Taslakta sunulan gerekçenin, iktidarın kadın ve çocuklar konusunda yürüttüğü iki yüzlü, samimiyetsiz politikaların göstergesi olduğunun vurgulandığı açıklamanın devamında şunlar kaydedildi:
“Ebeveynlerin farklı soyadlarının olması ‘çocuğun psikolojisini bozacağı, travmaya yol açacağı’ gerekçesi bu samimiyetsizliği açıkça ortaya koymaktadır. Bu ülkede anne babanın farklı soyadlarını taşıması çocuğa travma yaratmıyor. Çocukların yaşam hakkını gasp eden erkek egemen politikalardır çocuklara travma yaratan. Çocuk istismarlarındaki, çocuk işsizliğindeki artıştır çocuklara travma yaratan.
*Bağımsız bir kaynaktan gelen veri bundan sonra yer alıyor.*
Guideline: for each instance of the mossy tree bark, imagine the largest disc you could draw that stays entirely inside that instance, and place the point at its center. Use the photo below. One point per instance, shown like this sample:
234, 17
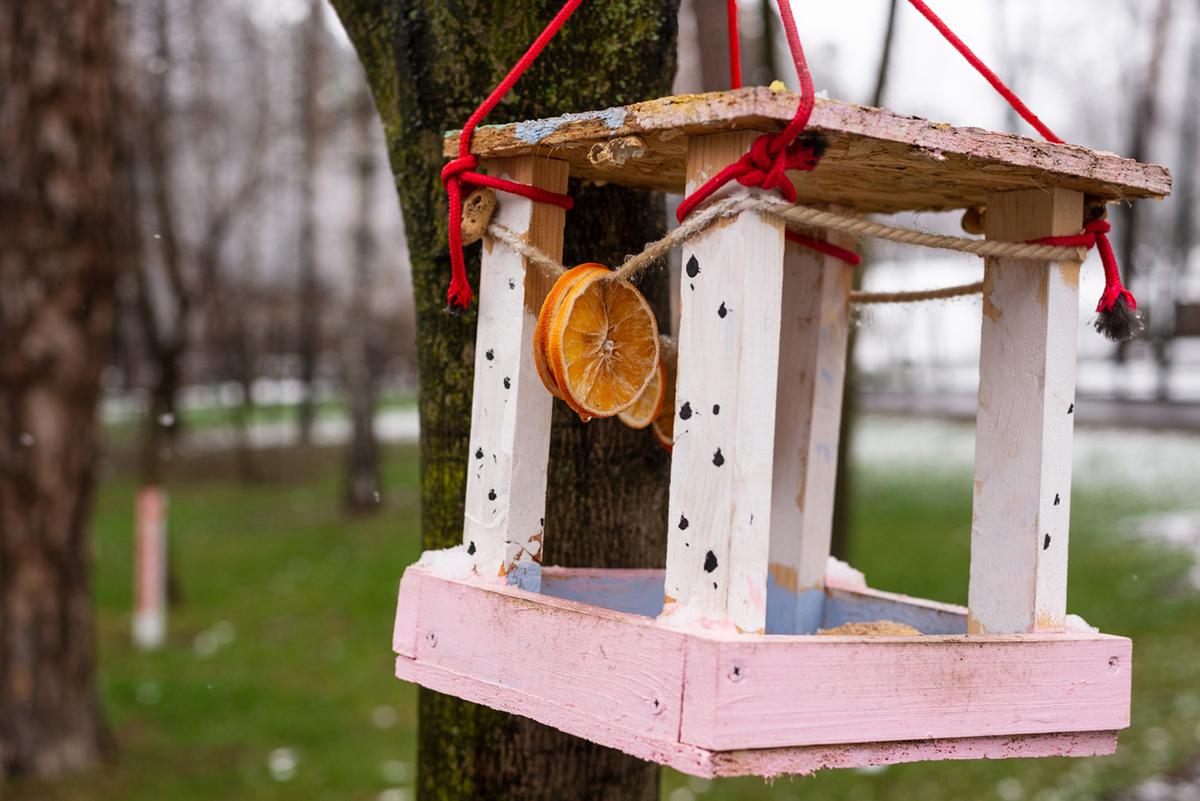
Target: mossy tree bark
57, 276
429, 64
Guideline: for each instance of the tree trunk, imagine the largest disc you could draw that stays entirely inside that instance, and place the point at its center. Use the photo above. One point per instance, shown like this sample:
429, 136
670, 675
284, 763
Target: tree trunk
429, 65
309, 323
363, 455
57, 283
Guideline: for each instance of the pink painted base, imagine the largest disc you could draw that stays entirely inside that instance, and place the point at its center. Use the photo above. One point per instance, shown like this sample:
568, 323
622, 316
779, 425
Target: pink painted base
718, 704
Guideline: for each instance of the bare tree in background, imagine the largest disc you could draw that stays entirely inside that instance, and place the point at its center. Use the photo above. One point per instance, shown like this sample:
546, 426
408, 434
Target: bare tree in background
881, 74
1183, 232
312, 61
58, 270
1145, 116
363, 455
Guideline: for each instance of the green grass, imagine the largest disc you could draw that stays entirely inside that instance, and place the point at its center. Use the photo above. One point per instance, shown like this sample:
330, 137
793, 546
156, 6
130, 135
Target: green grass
310, 596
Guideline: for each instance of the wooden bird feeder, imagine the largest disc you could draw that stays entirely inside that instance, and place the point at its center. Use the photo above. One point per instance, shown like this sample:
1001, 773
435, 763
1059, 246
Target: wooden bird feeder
714, 666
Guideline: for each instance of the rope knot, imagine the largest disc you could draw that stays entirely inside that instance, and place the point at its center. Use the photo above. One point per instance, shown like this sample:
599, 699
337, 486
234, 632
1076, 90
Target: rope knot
769, 158
456, 167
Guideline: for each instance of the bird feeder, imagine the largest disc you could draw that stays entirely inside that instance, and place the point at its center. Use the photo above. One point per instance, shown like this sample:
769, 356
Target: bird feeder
714, 666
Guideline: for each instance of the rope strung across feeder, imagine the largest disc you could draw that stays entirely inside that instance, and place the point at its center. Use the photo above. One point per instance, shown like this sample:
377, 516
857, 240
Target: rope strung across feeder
766, 166
1066, 248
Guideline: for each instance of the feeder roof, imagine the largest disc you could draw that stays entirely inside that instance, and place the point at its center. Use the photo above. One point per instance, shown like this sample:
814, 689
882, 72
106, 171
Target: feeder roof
877, 161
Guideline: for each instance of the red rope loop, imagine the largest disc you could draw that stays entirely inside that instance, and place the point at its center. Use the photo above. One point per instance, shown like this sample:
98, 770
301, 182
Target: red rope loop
460, 172
772, 155
1096, 234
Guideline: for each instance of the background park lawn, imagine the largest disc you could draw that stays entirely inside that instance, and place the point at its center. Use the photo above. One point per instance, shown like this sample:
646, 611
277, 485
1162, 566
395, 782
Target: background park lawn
276, 681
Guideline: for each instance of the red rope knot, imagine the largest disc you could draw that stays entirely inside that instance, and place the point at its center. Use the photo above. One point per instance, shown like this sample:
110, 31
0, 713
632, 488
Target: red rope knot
456, 167
1117, 315
767, 162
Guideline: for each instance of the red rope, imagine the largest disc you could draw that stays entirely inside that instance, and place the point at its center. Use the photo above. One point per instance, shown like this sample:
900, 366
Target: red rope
460, 170
1095, 233
731, 13
772, 155
822, 246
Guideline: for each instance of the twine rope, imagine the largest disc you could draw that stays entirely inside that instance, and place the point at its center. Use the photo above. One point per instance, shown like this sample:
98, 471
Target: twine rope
804, 217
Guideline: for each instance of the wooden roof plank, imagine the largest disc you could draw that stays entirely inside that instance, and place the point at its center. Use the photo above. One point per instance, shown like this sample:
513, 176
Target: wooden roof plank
877, 161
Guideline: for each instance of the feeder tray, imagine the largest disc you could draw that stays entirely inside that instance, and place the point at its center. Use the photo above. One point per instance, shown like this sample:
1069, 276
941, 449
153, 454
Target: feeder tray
714, 666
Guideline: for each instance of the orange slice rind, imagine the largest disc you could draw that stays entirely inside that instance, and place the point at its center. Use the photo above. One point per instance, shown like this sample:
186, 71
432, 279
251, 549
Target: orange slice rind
603, 345
648, 404
546, 317
664, 423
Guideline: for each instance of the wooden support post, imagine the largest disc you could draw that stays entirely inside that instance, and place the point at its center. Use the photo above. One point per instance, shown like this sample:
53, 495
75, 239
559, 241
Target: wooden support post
808, 414
1025, 421
725, 408
511, 409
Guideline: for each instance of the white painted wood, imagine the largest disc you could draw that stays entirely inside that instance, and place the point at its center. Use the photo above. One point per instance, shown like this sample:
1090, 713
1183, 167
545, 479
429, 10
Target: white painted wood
808, 414
725, 408
511, 409
1025, 421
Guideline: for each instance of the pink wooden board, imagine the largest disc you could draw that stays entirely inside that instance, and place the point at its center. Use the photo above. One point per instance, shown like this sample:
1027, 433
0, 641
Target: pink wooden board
796, 704
838, 690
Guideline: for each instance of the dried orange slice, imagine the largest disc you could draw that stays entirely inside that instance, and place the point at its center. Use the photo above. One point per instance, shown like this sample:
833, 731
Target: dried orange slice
603, 345
664, 423
546, 315
649, 403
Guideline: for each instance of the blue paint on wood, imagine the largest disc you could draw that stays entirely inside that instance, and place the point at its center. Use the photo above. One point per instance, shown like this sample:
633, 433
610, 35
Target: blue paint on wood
527, 576
639, 595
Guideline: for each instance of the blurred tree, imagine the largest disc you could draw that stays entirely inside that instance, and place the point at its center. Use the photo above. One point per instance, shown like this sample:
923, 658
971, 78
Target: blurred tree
312, 61
1185, 200
363, 455
430, 64
58, 271
839, 543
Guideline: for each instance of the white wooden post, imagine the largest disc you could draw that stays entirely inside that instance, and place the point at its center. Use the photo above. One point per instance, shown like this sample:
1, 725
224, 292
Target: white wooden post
725, 408
1025, 421
511, 409
150, 567
808, 415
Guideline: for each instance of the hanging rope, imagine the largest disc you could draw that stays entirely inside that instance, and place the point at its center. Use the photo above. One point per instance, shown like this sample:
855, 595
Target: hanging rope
772, 155
461, 170
1066, 248
1117, 317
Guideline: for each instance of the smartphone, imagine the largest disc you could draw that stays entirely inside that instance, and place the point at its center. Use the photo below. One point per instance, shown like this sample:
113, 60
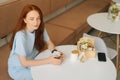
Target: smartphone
101, 56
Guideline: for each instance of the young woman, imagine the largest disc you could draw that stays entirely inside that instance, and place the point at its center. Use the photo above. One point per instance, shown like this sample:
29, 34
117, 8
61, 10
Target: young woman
29, 39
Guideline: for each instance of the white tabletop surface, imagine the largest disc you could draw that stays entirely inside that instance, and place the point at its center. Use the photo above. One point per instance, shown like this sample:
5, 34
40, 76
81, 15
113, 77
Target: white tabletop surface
100, 22
68, 70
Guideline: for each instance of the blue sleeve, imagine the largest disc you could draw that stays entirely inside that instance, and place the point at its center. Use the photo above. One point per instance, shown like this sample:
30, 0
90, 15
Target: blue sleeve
19, 44
46, 36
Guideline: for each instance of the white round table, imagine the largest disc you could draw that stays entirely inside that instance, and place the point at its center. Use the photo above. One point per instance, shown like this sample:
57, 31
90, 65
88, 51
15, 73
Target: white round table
101, 22
68, 70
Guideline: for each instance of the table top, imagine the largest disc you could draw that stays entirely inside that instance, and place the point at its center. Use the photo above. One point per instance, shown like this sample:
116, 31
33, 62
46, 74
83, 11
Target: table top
92, 69
100, 22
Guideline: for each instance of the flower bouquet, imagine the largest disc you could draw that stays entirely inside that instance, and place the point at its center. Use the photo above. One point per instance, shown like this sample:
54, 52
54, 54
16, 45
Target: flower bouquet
86, 48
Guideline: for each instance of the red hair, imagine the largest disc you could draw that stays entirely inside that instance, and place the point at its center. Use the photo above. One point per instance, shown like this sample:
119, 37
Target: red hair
39, 41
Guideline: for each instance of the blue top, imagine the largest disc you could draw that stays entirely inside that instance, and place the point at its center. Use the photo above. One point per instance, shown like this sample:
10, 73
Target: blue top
24, 45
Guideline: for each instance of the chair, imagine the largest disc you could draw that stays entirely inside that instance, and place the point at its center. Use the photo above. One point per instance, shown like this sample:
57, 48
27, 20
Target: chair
100, 46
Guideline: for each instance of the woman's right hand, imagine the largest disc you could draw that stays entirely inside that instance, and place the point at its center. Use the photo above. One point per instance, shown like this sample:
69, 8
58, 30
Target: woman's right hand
56, 61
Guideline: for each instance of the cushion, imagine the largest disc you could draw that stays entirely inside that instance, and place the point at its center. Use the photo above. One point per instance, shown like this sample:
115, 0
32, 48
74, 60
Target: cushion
100, 46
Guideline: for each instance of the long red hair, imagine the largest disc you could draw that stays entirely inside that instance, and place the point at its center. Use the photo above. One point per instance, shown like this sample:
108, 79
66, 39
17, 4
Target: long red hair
39, 41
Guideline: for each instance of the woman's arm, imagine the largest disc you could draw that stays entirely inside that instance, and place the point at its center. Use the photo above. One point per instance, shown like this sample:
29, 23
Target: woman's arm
50, 44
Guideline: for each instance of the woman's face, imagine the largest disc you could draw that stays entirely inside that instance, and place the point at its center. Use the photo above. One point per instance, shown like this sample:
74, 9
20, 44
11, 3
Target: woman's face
32, 20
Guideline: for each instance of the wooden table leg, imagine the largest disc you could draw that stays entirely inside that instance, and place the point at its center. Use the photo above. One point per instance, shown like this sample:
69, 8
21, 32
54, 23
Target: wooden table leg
117, 48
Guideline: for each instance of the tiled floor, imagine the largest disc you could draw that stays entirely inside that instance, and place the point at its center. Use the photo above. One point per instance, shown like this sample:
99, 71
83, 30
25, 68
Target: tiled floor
110, 41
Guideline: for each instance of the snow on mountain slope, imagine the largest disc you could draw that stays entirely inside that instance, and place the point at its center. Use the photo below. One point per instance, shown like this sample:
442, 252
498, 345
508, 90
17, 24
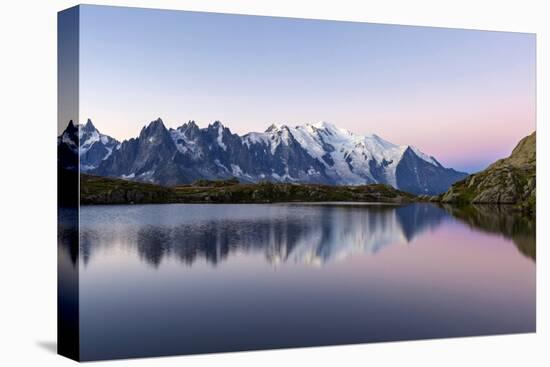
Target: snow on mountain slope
348, 157
310, 153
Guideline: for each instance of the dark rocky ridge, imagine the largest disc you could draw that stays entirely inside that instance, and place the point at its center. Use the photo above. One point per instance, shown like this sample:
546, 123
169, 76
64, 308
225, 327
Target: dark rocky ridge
508, 181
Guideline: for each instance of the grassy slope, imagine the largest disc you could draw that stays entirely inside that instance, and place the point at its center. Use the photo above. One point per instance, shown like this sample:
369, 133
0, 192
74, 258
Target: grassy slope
102, 190
508, 181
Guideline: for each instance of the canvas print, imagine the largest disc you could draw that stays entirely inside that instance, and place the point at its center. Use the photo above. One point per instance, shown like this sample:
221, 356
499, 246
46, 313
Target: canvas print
235, 182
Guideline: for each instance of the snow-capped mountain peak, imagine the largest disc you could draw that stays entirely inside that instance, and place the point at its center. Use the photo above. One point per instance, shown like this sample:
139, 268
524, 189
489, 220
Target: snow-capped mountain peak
309, 153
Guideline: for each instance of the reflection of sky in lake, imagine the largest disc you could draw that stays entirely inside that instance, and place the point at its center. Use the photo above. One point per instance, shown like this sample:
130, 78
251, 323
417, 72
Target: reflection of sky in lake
202, 278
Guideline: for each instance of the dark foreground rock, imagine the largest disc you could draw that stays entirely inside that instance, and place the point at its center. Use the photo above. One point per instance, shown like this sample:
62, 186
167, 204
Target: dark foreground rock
508, 181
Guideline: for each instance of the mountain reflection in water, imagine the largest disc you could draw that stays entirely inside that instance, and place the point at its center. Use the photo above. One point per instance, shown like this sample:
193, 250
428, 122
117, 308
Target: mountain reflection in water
299, 233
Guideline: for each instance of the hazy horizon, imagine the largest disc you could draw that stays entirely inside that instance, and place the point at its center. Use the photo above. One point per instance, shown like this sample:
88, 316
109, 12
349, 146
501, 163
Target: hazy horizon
465, 97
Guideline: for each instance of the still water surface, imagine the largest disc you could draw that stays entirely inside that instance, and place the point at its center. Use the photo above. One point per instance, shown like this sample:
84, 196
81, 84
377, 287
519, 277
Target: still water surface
176, 279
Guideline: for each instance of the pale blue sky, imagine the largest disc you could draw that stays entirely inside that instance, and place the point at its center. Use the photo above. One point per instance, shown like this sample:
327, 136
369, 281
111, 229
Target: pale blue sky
463, 96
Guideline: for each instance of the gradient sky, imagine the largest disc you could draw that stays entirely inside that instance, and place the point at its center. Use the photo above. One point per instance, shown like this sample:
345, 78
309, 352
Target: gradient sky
465, 97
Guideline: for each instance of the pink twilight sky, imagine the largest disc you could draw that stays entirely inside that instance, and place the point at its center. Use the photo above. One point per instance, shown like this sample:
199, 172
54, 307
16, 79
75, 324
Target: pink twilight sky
466, 97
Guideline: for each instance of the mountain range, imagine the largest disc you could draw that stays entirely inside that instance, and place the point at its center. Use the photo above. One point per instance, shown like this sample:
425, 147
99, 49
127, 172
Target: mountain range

‘Cezasızlık politikalarının önü açılacak’
Yine yargı paketi taslağında yer alan ve kadınların en büyük kazanımlarından biri olan 6284 sayılı yasada yapılmak istenen düzenlemenin de, kazanılmış hakların gasp edilmesi üzerinden hazırlandığı ortadadır. Yapılmak istenen düzenleme kadına yönelik şiddetin önüne geçmek için verilecek tedbir kararlarına itiraz yolu açılmaktadır. 6284 sayılı yasanın 34. Maddesinde yer alan ‘tedbir kararlarına’ olan ibareyi ‘kararlarına’ şeklinde geniş bir yorum yapması, Danıştay kararına aykırıdır. Danıştay 6284 sayılı Kanuna İlişkin Uygulama Yönetmeliği’nde yer alan zorlama hapsine itiraz düzenlemesini, 6284 sayılı Kanununa aykırı olduğu gerekçesiyle iptal etmiştir. Ancak 9. Yargı Paketi bu iptal kararına aykırı bir şekilde düzenleme yaparak Kanun’u Yönetmelik’e uydurma çabasına girerek zorlama hapsine itiraz usulünü getirmektedir.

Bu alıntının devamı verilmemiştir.